The bottom-up construction of synthetic cells that emulate specific biological functions has the potential to address certain societal problems related to human health and the environment. A serious limitation in the current state-of-the-art production of synthetic cells is the lack of basic knowledge of how particular membrane-associated functions can be engineered into the cells. Indeed, integrating membrane functions into synthetic cells requires a quantitative understanding of basic aspects of membrane-protein interactions and dynamics. The goal of this collaborative project is to advance our fundamental understanding of membrane protein functions in genetically programmed synthetic cells using a cutting-edge sensor technology. This project, which is a collaboration between the University of Minnesota-Twin Cities (US) and the University of Exeter (UK), also aims to provide early career scientists with opportunities to do interdisciplinary research and to introduce cutting-edge biotechnology into the classroom of undergraduate students.

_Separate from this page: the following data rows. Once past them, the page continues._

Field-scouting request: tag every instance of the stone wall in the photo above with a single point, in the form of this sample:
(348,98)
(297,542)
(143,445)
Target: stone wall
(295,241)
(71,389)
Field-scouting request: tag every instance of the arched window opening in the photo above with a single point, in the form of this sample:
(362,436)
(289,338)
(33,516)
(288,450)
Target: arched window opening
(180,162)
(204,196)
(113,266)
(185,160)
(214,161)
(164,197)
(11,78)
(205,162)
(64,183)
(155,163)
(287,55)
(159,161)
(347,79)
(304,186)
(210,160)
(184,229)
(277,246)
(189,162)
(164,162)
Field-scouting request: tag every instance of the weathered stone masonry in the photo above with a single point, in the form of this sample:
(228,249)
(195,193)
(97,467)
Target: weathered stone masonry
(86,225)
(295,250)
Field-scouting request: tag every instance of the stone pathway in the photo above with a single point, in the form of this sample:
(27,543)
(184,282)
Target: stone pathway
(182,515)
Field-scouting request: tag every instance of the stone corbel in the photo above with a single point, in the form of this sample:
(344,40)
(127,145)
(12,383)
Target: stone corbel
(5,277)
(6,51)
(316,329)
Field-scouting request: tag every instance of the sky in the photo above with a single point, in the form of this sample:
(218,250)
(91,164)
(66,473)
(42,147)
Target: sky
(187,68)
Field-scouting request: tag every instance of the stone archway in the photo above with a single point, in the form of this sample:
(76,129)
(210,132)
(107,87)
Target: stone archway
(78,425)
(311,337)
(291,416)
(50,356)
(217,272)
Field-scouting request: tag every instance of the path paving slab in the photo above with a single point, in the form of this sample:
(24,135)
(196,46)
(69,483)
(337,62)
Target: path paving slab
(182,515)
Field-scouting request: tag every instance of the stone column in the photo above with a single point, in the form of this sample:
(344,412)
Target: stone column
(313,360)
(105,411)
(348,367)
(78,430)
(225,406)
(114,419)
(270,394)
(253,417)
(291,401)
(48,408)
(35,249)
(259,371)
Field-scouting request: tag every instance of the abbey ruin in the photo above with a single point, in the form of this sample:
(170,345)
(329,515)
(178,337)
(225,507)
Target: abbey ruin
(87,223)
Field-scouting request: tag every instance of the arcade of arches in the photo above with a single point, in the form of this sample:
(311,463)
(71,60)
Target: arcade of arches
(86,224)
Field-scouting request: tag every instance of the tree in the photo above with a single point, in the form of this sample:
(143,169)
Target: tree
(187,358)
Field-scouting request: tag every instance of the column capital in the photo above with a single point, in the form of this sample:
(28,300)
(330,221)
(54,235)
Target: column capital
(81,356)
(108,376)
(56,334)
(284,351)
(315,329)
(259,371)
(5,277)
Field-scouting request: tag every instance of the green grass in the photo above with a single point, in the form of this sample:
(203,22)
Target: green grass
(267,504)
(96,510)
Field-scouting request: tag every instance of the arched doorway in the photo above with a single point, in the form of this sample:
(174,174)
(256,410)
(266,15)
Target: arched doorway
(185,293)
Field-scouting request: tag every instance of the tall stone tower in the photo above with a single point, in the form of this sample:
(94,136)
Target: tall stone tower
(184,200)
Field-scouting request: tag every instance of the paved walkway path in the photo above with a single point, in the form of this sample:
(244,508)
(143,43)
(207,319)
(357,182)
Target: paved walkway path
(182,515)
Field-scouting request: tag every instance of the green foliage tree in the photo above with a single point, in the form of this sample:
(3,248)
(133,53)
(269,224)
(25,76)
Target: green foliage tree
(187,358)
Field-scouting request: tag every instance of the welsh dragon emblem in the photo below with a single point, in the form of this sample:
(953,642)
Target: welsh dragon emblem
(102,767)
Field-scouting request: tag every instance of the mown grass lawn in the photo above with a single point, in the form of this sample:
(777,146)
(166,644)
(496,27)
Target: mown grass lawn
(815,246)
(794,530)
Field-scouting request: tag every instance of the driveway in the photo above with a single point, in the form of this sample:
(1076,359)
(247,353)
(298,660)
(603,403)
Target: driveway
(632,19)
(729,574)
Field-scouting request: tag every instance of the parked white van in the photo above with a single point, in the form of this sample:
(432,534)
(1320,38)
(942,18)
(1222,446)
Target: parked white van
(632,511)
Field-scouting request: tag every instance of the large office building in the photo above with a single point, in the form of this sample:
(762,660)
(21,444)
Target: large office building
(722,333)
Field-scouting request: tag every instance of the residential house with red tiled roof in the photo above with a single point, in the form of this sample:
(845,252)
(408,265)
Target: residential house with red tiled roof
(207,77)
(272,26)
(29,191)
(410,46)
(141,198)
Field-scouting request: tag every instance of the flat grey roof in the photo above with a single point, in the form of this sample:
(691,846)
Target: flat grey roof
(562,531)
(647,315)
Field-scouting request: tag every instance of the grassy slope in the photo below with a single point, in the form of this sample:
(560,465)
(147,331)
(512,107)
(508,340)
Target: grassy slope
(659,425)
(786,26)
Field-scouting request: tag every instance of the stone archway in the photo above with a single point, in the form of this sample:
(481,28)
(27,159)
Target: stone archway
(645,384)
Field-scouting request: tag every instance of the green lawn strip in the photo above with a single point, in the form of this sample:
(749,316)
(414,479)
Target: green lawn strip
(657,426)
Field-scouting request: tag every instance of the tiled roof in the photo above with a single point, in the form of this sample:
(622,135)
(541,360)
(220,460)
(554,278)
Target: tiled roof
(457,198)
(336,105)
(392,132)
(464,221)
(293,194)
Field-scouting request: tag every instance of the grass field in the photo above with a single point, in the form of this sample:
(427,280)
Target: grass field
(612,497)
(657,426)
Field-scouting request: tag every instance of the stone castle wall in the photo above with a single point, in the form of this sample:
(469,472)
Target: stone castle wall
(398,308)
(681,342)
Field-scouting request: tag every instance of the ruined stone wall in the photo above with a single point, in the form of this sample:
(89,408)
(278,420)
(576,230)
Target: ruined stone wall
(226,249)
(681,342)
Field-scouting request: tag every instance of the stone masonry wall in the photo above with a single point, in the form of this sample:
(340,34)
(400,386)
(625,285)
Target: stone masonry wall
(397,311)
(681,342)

This interdisciplinary project will provide novel quantitative information on various dynamic features of membrane proteins and their self-assembly by applying highly-sensitive whispering gallery mode single-molecule sensors to a set of three biological membrane functions recapitulated in a synthetic cell system: membrane channels, cytoskeleton and two-component signal transduction systems. The single molecule experiments will be paralleled by a quartz crystal microbalance with dissipation approach to provide complementary information on large scales and collective effects of membrane proteins at the lipid bilayer. The research effort is divided into three objectives, to be carried out during the three-year project. First, the synthetic cell, consisting of a liposome loaded with a cell-free expression reaction to express the membrane proteins, will be set up on the single molecule sensor to monitor the insertion of native membrane protein channels and to characterize their activity. Second, we will use the whispering gallery mode sensors and the microbalance to monitor previously inaccessible adsorption kinetics of cytoskeletal proteins that mediate cell shape and division at the membrane of synthetic cell, as a function of lipid membrane properties. Third, the single molecule experiments will be performed by several independent sensing channels to characterize in real time biomolecular structural changes during signaling of a two-component system. Nanoseconds to hour’s detection timescales of sensor channels will provide information to analyze the hierarchy of protein motions in two component systems signaling, with respect to physical and chemical stimuli. The microbalance will provide information on the relationship between the membrane biophysical and biochemical properties of the membrane and the interaction between the proteins of the two-component system. This project will support the interdisciplinary training of undergraduates and post-doctoral researchers and aspects of the project will be integrated into curriculum of an undergraduate student course.
This collaborative US/UK project is supported by the US National Science Foundation and the UK Biotechnology and Biological Sciences Research Council.
This award reflects NSF's statutory mission and has been deemed worthy of support through evaluation using the Foundation's intellectual merit and broader impacts review criteria.